After reading all of this, an astute reader may wonder, “how does this explain that in the South Caucasian countries SRB stands higher than in other countries?” Do these countries drastically differ from other countries in terms of Toxo prevalence? Do we actually know the rate of infected population in these countries? Unfortunately, I am unable to answer these last questions due to data unavailability. But even the existence of the data may not have been very informative, as previous attempts trying to link Toxo prevalence and the sex ratio at birth across countries have failed. The reason is that the main factor when linking Toxoplasmosis and sex ratio at birth is the length of infection of the mother and humans usually do not know when they contracted toxoplasmosis. But I can nevertheless speculate why I think Toxoplasmosis can be a reason for the high sex ratio at birth in the region.

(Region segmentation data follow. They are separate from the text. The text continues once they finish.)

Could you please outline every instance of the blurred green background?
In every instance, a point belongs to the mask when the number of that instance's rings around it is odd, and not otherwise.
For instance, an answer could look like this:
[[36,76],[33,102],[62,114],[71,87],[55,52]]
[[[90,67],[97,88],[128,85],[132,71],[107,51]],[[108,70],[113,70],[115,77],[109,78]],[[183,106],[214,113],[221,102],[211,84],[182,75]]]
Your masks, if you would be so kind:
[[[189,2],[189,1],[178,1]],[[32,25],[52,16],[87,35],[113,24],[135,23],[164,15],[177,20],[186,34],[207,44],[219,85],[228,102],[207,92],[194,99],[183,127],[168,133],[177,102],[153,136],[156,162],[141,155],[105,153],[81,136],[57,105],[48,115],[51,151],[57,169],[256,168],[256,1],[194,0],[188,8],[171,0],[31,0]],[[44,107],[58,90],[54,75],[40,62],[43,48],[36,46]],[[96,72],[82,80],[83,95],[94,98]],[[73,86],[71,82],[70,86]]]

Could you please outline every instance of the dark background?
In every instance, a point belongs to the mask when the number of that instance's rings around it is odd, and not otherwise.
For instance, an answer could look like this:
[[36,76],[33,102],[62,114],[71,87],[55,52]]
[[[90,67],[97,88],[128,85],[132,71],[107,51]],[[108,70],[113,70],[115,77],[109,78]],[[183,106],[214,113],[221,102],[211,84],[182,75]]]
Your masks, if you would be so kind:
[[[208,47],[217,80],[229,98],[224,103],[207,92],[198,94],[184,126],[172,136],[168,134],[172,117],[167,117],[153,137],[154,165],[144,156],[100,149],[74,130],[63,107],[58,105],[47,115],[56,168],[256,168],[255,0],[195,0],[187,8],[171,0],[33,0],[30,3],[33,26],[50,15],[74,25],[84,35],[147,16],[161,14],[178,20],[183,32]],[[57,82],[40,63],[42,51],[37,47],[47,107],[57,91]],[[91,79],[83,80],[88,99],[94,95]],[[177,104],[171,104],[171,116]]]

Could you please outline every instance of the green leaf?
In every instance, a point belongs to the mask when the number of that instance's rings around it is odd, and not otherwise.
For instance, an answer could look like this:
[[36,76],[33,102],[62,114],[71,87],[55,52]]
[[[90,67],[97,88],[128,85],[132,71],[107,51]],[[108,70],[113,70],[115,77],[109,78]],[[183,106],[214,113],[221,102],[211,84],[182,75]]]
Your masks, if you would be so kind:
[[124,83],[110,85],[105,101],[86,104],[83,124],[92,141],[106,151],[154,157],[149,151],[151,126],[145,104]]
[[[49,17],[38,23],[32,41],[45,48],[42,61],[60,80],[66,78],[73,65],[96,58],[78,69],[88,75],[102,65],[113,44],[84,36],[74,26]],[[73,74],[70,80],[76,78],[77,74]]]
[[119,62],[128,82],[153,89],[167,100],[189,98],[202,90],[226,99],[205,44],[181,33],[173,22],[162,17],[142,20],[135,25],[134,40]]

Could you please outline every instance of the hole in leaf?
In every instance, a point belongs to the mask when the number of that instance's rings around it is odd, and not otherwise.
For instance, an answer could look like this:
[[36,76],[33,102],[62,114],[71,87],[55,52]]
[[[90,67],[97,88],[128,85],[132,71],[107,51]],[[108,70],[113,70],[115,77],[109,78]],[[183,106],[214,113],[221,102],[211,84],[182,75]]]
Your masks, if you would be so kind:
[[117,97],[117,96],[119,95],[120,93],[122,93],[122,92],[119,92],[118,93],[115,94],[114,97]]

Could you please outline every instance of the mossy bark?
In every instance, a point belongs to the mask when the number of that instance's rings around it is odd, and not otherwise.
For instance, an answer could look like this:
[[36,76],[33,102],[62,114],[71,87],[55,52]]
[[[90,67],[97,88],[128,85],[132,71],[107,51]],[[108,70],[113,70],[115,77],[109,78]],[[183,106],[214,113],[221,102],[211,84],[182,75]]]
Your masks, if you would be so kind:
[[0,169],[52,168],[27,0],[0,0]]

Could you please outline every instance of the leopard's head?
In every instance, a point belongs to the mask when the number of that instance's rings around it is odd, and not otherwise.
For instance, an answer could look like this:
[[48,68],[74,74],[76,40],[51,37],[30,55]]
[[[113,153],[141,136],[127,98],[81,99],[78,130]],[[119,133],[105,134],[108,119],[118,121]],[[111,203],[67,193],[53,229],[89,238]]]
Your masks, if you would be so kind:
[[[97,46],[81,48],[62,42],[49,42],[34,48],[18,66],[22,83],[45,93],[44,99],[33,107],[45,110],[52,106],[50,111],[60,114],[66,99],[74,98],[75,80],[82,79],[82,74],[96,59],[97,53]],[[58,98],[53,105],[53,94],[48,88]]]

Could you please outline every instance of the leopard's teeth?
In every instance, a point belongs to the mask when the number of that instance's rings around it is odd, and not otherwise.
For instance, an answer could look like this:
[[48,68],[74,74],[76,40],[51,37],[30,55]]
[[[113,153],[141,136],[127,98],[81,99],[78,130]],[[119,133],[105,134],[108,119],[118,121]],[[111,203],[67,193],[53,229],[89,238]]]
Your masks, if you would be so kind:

It might be the case that in the South Caucasus toxoplasmosis works towards an increased rate of male babies because women get married relatively early. Indeed, the average age of mothers when giving birth in Germany is 31, while depending on the source, the average age of women at childbirth in Georgia is between 22 and 24 years. If the probability of being infected for the first time is the same throughout a whole lifespan (which is probably not true, but is a reasonable working hypothesis), then if you randomly pick a woman at age 31 and a woman at age 22, it is more likely that the women at age 31 has been infected for a longer period of time than the woman at age 22. Therefore, on average the length of Toxo infection of a mother giving birth in Georgia will be lower, making it more likely for Georgian women to give birth to sons. (In Germany the average age of birth giving women went up from 24 years to 31 years between 1965 and 2012. Therefore, if our reasoning is true and the rate of infection remained the same throughout this time, Germany must have experienced declining sex ratio at birth — a hypothesis that could be tested empirically).

Moreover, one of the causes of infection is interaction with raw meat and vegetables. It might be that, in some countries women, after they get married, spend more time cooking in the kitchen as compared to fellow housewives in other countries. Therefore, in these countries women could get infected right at the start of their pregnancy and thus give birth to more sons. Finally, toxoplasmosis can be transmitted during unprotected sex with infected men. It could also be the case that relatively large numbers of Caucasian men are infected with Toxo, which would make the share of women getting toxoplasmosis right before pregnancy relatively higher as well, thus increasing the likelihood of having male babies.

At the moment, what has been discussed above is mainly speculation. Yet in a scientific discussion about the skewed Georgian sex rate at birth, the Toxo story should be further investigated as one possible explanation.


Lasha Lanchava is a former ISET student. Currently, he is junior researcher and PhD candidate at CERGE-EI, Charles University in Prague, Czech Republic.